Royal Society of Chemistry solar panels show commitment to a sustainable energy future
14 November 2013
The Royal Society of Chemistry has become the first organisation on Cambridge Science Park to install solar panels and yesterday saw the official unveiling ceremony at the society's Cambridge home, Thomas Graham House, attended by Dr Julian Huppert MP.
Clare Viney, Royal Society of Chemistry executive director of communications, explains that the organisation is committed to sustainable energy, saying: "Our solar panel installation is a symbol of how the work of the chemical sciences community connects to the economy and brings sustainable solutions to global challenges.
"Chemistry research and innovation has contributed to new solar energy technologies, better batteries and new fuels. Solar energy has tremendous potential to play a key role in achieving a more sustainable energy mix and the Royal Society of Chemistry is determined to play its part in achieving that vision."
Sharp were delighted to be part of the official switch on ceremony for the 50KW photovoltaic system, particularly as the 200 solar panels were manufactured in the UK at its plant near Wrexham.
That site employs about 850 people and is one of Sharp's most technologically advanced. Sharp also has its European research and development headquarters in the Oxford Science Park.

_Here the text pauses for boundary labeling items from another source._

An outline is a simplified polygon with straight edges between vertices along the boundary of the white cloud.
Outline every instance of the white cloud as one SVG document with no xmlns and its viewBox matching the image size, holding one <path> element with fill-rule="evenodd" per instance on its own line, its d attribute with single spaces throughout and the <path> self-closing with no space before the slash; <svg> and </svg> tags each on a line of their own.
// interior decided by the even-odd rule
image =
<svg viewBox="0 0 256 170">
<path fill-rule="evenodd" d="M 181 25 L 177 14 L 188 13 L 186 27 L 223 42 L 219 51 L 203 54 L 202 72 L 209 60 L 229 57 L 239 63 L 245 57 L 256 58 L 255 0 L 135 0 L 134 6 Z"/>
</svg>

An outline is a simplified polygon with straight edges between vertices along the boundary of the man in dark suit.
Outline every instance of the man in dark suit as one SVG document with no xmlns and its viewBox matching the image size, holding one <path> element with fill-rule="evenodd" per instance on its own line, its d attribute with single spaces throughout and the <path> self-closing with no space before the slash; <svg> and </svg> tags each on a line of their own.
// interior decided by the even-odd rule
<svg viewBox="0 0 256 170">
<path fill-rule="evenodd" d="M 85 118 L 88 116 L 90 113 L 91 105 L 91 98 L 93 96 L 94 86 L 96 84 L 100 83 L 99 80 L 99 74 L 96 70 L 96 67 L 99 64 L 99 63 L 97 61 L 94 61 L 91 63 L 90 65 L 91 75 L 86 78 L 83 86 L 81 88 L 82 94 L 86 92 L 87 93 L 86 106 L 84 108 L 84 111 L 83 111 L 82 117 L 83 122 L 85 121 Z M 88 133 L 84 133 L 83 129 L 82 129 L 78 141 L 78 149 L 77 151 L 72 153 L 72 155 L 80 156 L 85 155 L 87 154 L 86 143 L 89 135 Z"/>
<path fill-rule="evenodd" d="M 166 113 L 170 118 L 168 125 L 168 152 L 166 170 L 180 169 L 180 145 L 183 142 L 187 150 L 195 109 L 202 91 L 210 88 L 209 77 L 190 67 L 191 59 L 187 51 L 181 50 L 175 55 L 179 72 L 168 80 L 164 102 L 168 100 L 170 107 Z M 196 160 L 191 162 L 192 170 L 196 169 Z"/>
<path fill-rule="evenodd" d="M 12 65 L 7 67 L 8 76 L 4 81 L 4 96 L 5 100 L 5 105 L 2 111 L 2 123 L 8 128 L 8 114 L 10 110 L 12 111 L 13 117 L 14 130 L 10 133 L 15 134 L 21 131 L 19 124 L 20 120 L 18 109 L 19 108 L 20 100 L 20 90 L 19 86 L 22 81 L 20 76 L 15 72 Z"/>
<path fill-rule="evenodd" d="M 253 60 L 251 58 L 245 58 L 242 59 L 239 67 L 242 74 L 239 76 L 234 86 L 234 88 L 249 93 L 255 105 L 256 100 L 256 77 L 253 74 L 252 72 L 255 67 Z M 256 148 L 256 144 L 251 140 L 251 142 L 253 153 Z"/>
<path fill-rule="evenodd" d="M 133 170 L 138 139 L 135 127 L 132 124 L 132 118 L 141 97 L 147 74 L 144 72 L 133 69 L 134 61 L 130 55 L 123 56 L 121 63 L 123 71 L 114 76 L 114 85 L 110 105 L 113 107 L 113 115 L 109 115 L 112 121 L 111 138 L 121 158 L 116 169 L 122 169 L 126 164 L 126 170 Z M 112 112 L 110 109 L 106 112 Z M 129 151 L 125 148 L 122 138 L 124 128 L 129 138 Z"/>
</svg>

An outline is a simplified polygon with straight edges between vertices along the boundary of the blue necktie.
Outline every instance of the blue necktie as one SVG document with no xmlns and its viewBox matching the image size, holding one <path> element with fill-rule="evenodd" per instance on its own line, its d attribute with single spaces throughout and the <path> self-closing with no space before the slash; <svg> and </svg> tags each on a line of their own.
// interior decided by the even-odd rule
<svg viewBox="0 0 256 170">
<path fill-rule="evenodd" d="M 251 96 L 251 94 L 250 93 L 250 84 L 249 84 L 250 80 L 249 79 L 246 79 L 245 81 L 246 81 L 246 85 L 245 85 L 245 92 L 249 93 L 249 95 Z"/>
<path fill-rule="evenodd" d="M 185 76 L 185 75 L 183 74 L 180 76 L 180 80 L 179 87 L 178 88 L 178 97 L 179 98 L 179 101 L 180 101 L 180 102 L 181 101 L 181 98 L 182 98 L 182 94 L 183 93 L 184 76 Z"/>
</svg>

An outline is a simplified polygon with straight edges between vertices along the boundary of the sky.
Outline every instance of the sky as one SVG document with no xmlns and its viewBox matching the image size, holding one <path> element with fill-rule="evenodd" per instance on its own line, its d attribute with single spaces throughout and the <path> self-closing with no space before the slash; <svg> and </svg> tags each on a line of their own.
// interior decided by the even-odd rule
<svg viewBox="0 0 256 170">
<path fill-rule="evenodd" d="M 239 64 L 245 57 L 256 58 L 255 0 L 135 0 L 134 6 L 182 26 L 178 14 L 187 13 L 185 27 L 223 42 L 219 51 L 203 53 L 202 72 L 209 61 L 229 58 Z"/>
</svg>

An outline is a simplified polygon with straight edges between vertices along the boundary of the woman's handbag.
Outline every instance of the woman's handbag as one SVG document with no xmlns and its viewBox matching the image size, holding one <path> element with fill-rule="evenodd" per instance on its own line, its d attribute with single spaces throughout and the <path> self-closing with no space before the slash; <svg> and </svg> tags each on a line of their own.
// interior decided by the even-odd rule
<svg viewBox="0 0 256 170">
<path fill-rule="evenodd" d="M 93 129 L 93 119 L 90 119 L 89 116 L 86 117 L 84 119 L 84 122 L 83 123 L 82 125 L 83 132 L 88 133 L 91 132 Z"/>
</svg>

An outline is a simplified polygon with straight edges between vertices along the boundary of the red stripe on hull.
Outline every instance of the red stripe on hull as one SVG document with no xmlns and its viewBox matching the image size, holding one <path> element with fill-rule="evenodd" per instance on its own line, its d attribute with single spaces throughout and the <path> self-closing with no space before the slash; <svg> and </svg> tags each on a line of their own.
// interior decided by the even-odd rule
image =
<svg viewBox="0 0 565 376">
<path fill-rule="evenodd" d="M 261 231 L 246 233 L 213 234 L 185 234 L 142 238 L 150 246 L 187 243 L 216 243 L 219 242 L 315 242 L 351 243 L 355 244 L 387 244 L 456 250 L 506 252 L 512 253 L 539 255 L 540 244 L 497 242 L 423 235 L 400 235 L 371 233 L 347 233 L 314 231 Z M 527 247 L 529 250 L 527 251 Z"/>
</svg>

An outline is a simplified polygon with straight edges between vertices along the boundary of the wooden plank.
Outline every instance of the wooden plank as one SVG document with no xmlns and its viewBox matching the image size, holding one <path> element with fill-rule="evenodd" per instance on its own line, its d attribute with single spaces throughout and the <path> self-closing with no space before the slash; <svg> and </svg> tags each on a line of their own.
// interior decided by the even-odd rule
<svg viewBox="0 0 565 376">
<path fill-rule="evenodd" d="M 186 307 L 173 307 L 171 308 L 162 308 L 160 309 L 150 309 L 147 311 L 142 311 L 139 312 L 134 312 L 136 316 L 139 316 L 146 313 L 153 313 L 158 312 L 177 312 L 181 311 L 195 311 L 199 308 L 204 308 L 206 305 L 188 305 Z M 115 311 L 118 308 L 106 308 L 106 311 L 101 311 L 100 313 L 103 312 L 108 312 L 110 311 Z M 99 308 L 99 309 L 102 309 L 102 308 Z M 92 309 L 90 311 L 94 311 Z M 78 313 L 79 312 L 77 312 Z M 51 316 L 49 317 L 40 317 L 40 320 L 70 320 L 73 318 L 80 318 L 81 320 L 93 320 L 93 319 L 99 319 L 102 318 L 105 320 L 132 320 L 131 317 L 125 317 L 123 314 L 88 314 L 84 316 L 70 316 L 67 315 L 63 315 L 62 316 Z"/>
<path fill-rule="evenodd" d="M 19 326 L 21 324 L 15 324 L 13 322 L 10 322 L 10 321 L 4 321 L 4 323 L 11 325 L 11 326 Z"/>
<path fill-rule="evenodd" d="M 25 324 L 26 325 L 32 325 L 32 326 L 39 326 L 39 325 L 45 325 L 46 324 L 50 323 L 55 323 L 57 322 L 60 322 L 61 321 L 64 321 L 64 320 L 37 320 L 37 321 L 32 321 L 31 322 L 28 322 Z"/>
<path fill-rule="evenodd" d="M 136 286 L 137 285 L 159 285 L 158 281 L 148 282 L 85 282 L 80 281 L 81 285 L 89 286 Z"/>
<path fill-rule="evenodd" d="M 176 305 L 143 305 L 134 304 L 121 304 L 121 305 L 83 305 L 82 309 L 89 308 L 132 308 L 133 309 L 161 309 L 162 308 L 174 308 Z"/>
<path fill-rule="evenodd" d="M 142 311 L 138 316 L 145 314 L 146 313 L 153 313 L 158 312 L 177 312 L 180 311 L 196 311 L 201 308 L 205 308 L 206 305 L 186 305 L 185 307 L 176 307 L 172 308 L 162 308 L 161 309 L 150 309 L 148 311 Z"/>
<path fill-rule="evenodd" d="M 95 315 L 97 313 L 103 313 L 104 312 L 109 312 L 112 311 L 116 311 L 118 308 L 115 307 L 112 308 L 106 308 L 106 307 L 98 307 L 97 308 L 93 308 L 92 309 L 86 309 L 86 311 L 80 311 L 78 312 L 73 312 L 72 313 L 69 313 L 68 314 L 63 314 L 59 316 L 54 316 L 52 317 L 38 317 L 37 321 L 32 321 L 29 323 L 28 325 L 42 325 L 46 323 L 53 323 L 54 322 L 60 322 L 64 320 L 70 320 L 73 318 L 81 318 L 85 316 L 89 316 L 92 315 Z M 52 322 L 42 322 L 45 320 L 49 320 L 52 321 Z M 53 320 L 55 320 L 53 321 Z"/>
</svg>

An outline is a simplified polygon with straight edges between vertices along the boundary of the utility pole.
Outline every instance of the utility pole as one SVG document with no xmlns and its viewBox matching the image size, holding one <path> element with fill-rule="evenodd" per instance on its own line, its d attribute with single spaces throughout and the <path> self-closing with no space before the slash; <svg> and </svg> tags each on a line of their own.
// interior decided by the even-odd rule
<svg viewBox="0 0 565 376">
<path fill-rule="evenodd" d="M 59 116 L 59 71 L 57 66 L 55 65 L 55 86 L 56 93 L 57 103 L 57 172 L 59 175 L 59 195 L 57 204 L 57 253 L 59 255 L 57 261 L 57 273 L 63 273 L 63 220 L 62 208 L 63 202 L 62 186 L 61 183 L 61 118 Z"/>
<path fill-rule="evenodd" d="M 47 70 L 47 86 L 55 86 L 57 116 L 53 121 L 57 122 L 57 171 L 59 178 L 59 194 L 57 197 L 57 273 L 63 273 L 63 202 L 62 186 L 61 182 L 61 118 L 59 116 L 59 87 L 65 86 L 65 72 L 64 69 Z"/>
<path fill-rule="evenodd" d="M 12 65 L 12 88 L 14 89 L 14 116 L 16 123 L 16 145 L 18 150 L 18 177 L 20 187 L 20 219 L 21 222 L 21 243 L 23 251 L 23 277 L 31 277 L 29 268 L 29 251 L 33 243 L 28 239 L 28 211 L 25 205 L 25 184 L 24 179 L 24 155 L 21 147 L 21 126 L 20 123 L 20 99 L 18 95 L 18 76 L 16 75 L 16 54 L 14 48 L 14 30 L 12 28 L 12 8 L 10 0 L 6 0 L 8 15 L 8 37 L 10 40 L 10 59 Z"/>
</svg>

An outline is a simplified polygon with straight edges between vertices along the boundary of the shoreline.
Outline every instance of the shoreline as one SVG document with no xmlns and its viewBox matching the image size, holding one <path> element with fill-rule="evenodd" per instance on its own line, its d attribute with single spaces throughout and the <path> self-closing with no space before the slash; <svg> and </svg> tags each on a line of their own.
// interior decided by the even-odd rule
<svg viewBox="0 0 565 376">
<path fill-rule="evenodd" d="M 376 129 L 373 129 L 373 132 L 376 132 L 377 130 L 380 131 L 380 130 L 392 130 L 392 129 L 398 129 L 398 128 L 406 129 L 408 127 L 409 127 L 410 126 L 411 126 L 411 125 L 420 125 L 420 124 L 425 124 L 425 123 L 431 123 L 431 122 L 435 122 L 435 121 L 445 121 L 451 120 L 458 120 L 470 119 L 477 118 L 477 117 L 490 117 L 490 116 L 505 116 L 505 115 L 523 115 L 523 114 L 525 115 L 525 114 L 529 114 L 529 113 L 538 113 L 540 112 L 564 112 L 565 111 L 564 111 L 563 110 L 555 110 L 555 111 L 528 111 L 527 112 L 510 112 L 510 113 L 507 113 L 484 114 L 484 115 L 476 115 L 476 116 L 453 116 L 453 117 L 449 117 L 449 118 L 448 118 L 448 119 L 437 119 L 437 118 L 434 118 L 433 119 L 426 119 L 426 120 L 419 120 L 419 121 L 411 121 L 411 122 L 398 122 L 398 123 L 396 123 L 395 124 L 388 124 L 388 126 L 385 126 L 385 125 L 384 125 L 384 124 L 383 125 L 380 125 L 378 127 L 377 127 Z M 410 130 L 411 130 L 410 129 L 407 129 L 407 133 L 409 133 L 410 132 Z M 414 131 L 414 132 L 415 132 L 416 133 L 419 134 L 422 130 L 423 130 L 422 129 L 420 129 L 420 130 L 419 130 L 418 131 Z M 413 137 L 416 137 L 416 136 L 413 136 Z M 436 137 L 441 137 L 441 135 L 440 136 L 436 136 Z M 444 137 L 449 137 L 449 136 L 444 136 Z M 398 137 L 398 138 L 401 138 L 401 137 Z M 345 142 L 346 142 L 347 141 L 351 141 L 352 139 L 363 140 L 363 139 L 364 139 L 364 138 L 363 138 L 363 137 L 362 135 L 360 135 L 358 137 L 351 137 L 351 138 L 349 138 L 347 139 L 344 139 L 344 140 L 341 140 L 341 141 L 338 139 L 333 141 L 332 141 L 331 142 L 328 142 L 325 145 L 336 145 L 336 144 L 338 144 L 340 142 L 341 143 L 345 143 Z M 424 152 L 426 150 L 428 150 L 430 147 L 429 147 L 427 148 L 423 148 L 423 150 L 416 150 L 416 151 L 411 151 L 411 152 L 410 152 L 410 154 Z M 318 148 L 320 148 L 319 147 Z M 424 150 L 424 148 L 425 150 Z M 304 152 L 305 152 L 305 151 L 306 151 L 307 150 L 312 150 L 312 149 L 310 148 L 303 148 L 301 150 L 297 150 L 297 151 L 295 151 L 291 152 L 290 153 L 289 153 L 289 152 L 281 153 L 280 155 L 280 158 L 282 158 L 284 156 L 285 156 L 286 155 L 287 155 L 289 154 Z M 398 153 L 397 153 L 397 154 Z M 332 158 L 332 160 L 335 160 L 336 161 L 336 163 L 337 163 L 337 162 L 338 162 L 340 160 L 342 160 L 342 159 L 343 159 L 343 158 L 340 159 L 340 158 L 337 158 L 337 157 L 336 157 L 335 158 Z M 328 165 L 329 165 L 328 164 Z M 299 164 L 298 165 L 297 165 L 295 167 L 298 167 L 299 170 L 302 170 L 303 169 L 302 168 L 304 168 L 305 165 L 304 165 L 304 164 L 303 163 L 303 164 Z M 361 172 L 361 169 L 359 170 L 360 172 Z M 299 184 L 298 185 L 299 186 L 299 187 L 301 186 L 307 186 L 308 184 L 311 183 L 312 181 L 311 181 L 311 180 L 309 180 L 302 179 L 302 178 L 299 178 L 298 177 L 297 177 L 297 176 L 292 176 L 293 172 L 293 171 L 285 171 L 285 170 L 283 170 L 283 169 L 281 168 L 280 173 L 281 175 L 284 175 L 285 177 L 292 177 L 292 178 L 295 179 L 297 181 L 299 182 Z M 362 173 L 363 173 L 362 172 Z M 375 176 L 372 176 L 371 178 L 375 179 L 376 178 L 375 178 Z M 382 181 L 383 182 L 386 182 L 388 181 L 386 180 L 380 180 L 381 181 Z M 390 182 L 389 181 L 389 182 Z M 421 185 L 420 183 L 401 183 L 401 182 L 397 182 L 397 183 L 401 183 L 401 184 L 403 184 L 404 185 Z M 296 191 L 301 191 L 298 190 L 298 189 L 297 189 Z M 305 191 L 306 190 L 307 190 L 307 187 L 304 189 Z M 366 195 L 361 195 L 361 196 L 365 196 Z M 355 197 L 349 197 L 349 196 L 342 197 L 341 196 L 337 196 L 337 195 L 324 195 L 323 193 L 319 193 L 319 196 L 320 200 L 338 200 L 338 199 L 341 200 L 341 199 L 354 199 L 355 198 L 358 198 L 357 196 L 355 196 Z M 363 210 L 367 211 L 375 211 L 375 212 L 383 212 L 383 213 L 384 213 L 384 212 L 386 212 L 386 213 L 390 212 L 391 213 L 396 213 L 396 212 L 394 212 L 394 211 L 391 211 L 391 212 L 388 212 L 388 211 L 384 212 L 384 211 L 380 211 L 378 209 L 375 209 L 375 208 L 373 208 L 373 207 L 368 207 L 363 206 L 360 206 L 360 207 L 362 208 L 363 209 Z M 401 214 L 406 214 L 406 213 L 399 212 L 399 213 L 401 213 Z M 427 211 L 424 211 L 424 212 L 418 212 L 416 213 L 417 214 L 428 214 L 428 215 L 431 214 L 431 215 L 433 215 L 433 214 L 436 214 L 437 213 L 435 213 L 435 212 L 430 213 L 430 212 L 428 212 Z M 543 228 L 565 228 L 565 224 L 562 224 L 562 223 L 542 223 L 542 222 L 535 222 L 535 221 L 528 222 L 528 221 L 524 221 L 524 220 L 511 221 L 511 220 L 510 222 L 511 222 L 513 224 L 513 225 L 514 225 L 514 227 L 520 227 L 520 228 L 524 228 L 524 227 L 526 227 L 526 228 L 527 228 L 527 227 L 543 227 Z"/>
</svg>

The solar panels were then installed by local company Evogreen, based near Newmarket. The Royal Society of Chemistry believes companies like Sharp and Evogreen show that the UK is a great place for research and innovation.
Solar Energy is one of the case studies that the Royal Society of Chemistry used in its Chemistry: We Mean Business campaign to highlight the vital importance of chemistry and science for the UK economy. Through research and innovation, science makes a key contribution by creating jobs, providing skills for the workforce and making new technologies and products.
Dr Huppert, MP for Cambridge and a chemist himself, acknowledged the society's investment in a greener future, choosing UK-based suppliers and supporting research into sustainable energy solutions.
He said: It's good to see the Royal Society of Chemistry leading the way on solar energy. It makes absolute sense at a time when energy prices are rising and the future of electricity production is so uncertain.
"Solar energy is free, sustainable and green. It has much to recommend it and I hope that other organisations will follow this lead."